In the years since the 1966–1967 Broadway season—the last time a new Fosse work had been onstage—Broadway had begun to show signs of a nervous breakdown. The late 1960s crises of race, war, sex, and national pride put traditional ideas of entertainment out to pasture, leaving Broadway to crawl, and sometimes plummet, toward new meaning and purpose. The year of Cabaret was also the year of The Homecoming, A Delicate Balance, The Killing of Sister George, and Little Murders; that year, comedy—ashamed of having a good time in a bad world—commingled so successfully with horror, it seemed inappropriate to laugh out loud. And everything seemed to mean something. Even in the most grotesque comedies, the suggestion of allegory kept the misery relatable.
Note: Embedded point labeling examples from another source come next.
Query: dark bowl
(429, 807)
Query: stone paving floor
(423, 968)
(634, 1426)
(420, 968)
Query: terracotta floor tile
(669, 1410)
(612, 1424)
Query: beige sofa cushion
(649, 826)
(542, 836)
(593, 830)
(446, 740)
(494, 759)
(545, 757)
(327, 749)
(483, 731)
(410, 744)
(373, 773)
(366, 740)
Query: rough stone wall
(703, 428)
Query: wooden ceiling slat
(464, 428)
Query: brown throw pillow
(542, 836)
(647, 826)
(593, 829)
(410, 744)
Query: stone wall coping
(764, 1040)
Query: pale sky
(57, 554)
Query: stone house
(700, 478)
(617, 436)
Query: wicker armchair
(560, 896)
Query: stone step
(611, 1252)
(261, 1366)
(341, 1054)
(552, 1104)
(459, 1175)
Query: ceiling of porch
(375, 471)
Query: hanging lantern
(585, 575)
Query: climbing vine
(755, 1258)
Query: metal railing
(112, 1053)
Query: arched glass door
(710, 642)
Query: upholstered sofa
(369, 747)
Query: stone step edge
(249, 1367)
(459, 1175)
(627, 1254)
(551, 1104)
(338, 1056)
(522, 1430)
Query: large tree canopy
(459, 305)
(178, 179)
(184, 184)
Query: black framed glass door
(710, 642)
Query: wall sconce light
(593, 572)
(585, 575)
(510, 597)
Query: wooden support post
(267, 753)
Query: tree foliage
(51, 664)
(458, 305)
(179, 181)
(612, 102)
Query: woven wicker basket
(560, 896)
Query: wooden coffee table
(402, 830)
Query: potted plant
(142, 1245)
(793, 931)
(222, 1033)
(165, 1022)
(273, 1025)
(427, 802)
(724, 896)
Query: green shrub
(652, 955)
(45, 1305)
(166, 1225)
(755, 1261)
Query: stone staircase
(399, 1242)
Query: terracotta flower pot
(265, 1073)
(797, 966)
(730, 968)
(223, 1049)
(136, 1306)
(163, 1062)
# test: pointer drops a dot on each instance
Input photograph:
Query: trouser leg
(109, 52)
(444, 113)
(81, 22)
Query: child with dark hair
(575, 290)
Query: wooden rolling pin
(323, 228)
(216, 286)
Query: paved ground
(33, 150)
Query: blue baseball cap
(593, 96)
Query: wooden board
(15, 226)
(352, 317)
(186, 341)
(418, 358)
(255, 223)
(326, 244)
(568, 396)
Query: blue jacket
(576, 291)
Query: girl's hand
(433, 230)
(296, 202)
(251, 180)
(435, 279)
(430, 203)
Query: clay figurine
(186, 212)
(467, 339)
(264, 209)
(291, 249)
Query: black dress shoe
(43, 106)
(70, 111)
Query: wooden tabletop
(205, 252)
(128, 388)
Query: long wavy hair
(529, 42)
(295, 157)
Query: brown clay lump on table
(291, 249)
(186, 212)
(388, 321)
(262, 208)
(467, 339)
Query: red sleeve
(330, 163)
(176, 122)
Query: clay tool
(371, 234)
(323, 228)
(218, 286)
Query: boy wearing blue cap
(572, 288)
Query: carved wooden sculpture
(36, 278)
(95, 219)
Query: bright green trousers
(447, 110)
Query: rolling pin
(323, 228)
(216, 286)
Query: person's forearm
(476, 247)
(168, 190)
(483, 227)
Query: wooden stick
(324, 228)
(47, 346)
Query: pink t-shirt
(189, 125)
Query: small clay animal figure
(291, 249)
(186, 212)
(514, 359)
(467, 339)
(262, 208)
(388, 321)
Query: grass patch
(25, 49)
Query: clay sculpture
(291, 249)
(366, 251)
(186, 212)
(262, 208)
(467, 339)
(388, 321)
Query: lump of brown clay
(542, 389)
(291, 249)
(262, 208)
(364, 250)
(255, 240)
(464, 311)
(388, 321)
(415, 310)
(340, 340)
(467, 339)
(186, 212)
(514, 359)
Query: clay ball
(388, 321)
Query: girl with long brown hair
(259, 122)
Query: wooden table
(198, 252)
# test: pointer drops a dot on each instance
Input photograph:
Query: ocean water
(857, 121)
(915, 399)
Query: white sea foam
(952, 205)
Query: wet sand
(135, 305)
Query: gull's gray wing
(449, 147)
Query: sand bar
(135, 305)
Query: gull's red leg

The breakdown cranked up a notch the following season, as After the Rain, Rosencrantz and Guildenstern Are Dead, and A Day in the Death of Joe Egg (as well as the American premiere of Exit the King) added meta-theatricality to the hysterical pitch-blackness. “Now, serious theater must accomplish two things,” Edward Albee said in 1966. “The serious play has got to say something about the nature of the play as an art form itself; it has got to try to advance, to change that art form. It must also try to change the spectator in some fashion; alter his point of view, his view of reality, his view of the theater.” So actors ran down aisles, characters marched to the lip of the stage and harassed real-life people in the front row, and Rosencrantz and Guildenstern realized they were fictional. Putting on a “show,” the Broadway play of the late sixties confronted audiences with the conceptual illusions at large in the real world.
But what did that mean for the musical, obligated to contain song and dance and too expensive to shrug off popular tastes completely? The legit Broadway revolution arrived late (with the notable exception of Hal Prince’s Cabaret) to George Abbott country. Before Fosse was offered the film of Sweet Charity, he momentarily considered Promises, Promises, a musical made from Billy Wilder’s The Apartment, and an adaptation of Fellini’s La Strada, perhaps with Juliet Prowse in the Giulietta Masina part. For both projects, he would have been too late. Case in point: his film of Sweet Charity, which opened a year after—though it seemed a generation before—Hair.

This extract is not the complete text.